# Can this be explained ?



## plungerboy (Oct 17, 2013)

I saw this video on Friday and it had less than 109k views now it has 2.7M views. Why won't this work? Is it the ring? Is it a fluke? Is it the angle of approach? Can it really be complexion? 





 - Video Tube for YouTube - iPhone/iPad


----------



## sierra2000 (Sep 19, 2011)

Yep. Someone programmed the soap dispenser to be racist.


----------



## gear junkie (Jun 20, 2008)

The views are most likely attributed to the title. The sensor has to hit the object and bounce back. The black guy hold his hands at a different angle so the sensor wasn't bouncing back.

Or.......

Dark colors absorb light rather then reflect it (like light colors).....therefore the Man knew about this and used this technology to keep a brutha down! Fight the power!


----------



## Green Country (Mar 6, 2009)

One thing is the black guy never stops moving his hand. The white guys holds his still every time.


----------



## Redwood (Sep 8, 2008)

He's holding his hand further from the sensor and moves constantly...
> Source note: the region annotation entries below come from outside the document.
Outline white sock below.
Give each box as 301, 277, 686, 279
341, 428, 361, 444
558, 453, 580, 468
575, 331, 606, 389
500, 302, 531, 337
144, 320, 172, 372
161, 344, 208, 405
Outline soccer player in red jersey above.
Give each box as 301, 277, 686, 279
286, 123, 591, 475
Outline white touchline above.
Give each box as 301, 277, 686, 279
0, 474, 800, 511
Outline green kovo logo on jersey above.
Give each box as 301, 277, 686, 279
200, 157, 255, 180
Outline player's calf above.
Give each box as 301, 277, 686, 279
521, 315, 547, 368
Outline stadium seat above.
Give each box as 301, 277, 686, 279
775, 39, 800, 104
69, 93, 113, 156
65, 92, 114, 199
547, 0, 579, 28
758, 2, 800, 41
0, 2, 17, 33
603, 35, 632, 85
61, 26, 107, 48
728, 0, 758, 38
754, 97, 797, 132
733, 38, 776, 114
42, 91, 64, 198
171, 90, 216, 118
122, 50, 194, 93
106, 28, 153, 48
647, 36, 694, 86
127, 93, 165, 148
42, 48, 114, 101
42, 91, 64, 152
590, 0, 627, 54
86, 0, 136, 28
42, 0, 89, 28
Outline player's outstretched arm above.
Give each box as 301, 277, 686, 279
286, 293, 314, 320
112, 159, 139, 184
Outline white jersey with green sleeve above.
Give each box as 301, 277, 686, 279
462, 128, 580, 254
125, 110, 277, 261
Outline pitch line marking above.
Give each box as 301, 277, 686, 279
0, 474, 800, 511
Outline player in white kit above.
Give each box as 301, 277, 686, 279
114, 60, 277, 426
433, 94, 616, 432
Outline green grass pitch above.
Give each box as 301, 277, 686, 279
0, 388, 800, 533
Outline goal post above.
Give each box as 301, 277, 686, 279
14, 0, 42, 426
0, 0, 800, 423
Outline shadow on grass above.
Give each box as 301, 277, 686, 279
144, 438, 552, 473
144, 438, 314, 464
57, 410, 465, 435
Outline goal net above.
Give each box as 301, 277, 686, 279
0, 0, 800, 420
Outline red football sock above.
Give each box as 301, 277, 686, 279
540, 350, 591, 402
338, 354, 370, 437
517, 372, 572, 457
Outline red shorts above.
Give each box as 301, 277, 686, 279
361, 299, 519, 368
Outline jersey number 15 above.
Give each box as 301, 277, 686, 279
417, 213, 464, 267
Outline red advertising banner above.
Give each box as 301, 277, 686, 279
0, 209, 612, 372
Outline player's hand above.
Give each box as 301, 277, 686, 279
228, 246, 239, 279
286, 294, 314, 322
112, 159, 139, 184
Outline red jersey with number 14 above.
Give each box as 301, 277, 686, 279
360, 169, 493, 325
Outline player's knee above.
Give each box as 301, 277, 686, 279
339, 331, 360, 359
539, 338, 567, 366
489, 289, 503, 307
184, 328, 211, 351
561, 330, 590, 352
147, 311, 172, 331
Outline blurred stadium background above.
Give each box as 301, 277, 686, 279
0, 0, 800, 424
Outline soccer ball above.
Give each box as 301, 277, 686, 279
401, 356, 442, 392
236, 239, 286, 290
The one where it works he almost touches the sensor at the end of the spout...


----------



## Plumber patt (Jan 26, 2011)

I wear black latex gloves.... and I know sensors on soap dispensers and most faucets wont operate with my gloves on, but they do with blue gloves....


----------



## Master Mark (Aug 14, 2009)

Damn, racist faucets... 
better get Al Sharpton in on this... I smell a lawsuit


----------